今天,2020年6月14日,标志着Workingman’s Dead发行50周年。为了庆祝这个特别的日子,我们发布了我们<а href="https://anthology.vinylmeplease.com/collections/anthology/products/vmp-anthology-grateful-dead?gclid=EAIaIQobChMIhvfZwfD86QIVqopaBR0JDgMqEAAYASAAEgJe9vD_BwE">Grateful Dead Anthology中包含的内页书摘,书中包含当代音乐人物关于该系列中八张专辑及其对他们生活和音乐方法的影响的文章。以下是Dirty Projectors乐队的Dave Longstreth对Workingman's Dead重要性的评论。
照片由Herbie Greene提供。
《Workingman’s Dead》的故事在于它是从Grateful Dead早期作品的巴洛克风格、酸性风格的迷幻音乐,转变为泛黄的美国乡村音乐。这是1966年至1970年间的一批唱片之一——包括John Wesley Harding、Sweetheart Of The Rodeo、Beggars Banquet、Let It Be等——放弃了60年代中期的涡纹和鼠尾草,转向了带有乡村、根源、民谣和蓝草色彩的声音。这是为走出城市回归土地而创作的音乐——正如加西亚对罗伯特·亨特所说的“工人的音乐”。

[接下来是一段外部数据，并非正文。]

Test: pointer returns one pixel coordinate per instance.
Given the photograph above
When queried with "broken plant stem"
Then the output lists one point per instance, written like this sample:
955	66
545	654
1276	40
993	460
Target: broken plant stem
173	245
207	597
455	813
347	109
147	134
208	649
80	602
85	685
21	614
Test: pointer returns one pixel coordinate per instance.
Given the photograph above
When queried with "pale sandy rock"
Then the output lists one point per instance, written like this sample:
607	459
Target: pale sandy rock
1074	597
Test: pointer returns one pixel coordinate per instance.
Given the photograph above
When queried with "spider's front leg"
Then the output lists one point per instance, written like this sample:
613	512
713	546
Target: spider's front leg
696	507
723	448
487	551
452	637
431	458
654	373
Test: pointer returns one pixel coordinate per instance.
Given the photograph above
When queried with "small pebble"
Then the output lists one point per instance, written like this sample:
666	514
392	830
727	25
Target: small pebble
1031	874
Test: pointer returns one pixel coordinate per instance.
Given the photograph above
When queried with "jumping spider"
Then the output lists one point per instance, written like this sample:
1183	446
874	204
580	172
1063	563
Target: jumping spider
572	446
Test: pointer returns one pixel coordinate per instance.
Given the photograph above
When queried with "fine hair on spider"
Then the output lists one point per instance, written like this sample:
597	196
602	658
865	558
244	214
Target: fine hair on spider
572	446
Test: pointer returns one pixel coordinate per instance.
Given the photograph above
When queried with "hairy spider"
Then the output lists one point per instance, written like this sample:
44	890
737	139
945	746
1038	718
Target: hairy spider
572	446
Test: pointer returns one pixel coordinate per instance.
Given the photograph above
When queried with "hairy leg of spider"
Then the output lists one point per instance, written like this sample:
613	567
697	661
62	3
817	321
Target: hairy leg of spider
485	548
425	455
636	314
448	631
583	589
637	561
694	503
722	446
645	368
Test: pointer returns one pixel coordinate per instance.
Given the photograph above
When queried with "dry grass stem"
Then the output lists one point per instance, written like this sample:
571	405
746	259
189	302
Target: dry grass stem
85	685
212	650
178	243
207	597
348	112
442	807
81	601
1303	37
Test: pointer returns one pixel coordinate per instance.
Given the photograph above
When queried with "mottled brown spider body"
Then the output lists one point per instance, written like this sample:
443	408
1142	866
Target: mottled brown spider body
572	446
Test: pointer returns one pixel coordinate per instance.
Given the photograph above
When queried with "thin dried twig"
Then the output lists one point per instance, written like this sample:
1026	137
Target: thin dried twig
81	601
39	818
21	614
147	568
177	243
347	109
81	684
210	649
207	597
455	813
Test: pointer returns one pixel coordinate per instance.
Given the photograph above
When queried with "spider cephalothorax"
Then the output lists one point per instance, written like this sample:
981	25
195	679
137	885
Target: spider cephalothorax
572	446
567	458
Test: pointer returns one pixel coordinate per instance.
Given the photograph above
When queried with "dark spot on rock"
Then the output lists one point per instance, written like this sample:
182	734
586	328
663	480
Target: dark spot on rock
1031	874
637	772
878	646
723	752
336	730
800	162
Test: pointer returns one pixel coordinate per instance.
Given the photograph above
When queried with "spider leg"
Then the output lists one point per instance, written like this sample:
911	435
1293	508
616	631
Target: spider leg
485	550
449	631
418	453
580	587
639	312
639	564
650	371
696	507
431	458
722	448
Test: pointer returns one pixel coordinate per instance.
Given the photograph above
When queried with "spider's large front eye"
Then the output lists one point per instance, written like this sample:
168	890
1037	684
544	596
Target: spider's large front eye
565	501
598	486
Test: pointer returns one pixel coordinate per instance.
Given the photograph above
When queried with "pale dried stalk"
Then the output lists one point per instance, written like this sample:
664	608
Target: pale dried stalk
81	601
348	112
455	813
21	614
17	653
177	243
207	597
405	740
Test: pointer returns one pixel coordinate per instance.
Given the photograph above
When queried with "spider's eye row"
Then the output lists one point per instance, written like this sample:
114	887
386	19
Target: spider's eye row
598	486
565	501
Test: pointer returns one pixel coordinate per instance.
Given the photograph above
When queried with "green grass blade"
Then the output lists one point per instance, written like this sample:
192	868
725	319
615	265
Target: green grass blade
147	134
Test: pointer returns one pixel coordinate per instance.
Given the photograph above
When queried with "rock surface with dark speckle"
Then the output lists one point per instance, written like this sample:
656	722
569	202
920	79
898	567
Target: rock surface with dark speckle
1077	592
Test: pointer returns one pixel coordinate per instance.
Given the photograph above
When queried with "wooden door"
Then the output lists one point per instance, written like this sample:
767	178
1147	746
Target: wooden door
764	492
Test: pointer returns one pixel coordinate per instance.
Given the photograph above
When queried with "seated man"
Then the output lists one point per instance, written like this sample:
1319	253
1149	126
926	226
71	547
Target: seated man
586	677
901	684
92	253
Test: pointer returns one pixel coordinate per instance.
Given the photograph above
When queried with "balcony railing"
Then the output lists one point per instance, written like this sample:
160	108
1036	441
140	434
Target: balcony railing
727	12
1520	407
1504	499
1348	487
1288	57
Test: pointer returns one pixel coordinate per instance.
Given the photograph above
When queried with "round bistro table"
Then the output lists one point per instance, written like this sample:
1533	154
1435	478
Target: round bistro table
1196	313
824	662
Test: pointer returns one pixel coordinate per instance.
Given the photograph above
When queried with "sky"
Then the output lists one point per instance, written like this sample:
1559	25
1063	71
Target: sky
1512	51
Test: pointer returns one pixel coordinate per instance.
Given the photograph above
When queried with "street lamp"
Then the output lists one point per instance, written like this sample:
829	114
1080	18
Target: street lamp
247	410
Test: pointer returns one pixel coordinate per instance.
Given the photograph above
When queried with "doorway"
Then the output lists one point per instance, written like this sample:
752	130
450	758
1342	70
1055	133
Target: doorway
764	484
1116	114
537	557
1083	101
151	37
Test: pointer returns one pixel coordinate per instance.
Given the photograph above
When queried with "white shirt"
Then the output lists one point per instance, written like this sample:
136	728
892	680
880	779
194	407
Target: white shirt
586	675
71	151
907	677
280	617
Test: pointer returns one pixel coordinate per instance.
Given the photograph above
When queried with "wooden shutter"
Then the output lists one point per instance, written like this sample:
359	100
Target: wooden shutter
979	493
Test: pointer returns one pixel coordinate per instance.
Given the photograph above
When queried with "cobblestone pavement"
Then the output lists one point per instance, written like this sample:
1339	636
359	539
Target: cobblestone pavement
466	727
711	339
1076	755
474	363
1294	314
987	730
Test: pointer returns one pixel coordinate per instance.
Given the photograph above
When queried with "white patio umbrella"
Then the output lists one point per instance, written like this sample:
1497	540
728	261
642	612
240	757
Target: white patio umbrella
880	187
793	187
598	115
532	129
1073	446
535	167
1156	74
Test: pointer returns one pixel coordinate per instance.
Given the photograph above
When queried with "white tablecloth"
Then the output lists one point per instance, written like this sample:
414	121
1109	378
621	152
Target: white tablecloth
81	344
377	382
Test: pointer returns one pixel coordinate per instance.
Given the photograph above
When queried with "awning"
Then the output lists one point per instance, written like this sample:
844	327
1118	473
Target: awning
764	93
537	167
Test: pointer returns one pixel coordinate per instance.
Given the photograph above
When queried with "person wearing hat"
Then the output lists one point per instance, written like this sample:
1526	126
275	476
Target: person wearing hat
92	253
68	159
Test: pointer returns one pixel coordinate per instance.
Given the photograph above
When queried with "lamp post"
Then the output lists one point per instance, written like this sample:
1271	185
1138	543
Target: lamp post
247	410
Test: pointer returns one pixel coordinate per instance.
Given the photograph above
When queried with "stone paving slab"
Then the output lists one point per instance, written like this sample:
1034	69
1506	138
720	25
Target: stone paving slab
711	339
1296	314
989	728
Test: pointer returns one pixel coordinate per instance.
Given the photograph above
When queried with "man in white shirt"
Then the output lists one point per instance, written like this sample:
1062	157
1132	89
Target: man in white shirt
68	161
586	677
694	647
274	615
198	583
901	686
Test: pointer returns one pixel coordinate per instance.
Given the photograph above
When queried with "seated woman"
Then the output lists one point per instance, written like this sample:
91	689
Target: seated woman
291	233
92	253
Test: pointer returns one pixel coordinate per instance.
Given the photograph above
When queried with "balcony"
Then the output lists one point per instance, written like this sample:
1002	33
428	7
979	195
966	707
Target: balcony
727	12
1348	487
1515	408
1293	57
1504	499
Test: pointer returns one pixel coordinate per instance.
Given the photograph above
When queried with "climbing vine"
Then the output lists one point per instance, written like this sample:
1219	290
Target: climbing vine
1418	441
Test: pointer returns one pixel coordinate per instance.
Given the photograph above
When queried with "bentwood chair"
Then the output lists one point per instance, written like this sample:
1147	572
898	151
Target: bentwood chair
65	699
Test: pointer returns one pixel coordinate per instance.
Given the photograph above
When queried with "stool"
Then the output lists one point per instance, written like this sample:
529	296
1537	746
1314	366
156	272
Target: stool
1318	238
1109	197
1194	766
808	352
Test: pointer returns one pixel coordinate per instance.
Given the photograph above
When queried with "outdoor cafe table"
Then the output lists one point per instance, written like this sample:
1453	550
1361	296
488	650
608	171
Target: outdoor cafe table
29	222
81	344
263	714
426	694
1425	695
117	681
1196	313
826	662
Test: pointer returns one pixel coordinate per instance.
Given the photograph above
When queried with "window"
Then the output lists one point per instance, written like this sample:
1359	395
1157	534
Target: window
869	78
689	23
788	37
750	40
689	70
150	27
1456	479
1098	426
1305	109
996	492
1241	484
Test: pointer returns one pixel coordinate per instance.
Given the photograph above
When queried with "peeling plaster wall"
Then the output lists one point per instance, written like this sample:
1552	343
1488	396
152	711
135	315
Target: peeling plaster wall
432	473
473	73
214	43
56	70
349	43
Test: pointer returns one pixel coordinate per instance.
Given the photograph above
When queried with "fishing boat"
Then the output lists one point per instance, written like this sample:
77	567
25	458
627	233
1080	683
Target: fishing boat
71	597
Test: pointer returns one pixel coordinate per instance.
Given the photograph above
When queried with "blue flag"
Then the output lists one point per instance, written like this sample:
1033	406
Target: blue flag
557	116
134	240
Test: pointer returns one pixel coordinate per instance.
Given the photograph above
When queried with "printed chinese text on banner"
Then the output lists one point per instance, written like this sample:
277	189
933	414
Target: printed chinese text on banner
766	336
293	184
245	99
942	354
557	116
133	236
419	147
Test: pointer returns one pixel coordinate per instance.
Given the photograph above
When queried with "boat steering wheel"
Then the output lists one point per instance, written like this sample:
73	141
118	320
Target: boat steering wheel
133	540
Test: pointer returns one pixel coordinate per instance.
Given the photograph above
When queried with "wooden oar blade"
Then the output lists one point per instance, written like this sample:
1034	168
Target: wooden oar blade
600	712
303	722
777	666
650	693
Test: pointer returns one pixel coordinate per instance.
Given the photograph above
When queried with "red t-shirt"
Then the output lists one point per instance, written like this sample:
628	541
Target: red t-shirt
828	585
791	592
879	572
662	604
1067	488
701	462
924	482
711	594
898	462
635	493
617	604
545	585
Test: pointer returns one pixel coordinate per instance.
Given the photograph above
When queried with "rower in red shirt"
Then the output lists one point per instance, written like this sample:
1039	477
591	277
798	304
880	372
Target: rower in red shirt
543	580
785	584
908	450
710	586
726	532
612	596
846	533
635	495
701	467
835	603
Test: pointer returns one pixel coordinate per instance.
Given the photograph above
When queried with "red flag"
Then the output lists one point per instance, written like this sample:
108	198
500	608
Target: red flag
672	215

我父母那本旧旧的、破旧的Workingman’s Dead专辑在我小时候一直在我们家不停地播放:是用来洗碗和抚摸狗的音乐。在我意识到这张专辑是一个波西米亚文化的“圣经”之前,我花了很长时间来理解它的地位:那是一种回归土地的圣杯。或许是他们六十年代激进身份的最后一次激进行为,我的父母在1973年从旧金山湾区搬到了纽约上州——他们在那里在Fillmore看过几次Dead——开始了一小片农场。除此之外,他们在某种程度上遵循着Workingman’s Dead的手册。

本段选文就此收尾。